While my Denon AVR-4520CI is also Airplay compatible, for whatever reason I only get audio from HBO/Cinemax Go. With my Apple TV I get both video and audio. 

This truly is huge as HBO Go offers every single season of every TV Series, Documentary, etc that HBO has offered whereas HBO On Demand offers just a sliver of this.

Now every season of Curb Your Enthusiasm, Entourage, Deadwood, and so forth are now easily accessible.
More important to me is being able to watch shows like David Simon's stellar Generation Kill and The Wire, Band of Brothers, The Pacific, Extras, Game of Thrones, and all of HBO's Documentaries are now easily viewed. I am currently watching "41" which is an excellent Documentary about President George Herbert Walker Bush as I am posting this.

I held off a long time buying an iPhone as I refused to do so until there was both LTE and Wireless N support. As the iPhone 5 offered both, I purchased a 64gb model the first day possible. While I still prefer the flexibility of the Android Platform, the software support for iOS is just too strong for me to stay away from it.
Cheers,
JJ


----------



## Sevenfeet (Feb 2, 2009)

Airplay has two standards, audio streaming (the older one, previously known as Airtunes) and video streaming (the more recent one). Apple has licensed the audio component for awhile now...it's a chip that Apple sells to consumer electronics makers like Denon for support in their products. The nice thing is that it supports iTunes guaranteed and any older DRM'ed iTunes tracks you still might own (although Apple went to DRM free years ago). It also supports Apple Lossless (which FLAC competes with).

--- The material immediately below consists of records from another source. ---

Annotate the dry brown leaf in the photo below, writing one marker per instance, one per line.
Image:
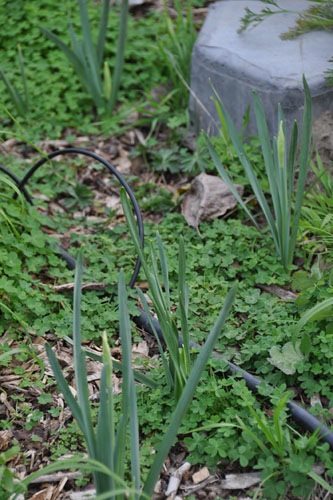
(208, 198)
(240, 481)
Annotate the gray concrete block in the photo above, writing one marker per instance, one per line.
(236, 64)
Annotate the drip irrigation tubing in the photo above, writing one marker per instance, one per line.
(300, 415)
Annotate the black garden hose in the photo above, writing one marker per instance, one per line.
(300, 415)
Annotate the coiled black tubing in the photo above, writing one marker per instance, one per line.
(300, 415)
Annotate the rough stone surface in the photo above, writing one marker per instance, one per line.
(236, 64)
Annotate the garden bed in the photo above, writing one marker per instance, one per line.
(79, 207)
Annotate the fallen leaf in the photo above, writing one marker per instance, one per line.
(208, 198)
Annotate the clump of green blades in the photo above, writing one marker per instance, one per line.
(87, 57)
(285, 169)
(115, 435)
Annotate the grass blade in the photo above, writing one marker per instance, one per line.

Video streaming is still exclusive to Apple products so anything third party you see as "Airplay enabled" won't do video. The video streaming component has been reverse engineered but no one has made a commercial product based on this to not incur the wrath of Apple Legal. And I doubt that the embedded chip that Apple currently sells to third parties would do video anyway even if Apple changed their minds tomorrow.

That being said, HBO GO on Apple TV is pretty awesome.


----------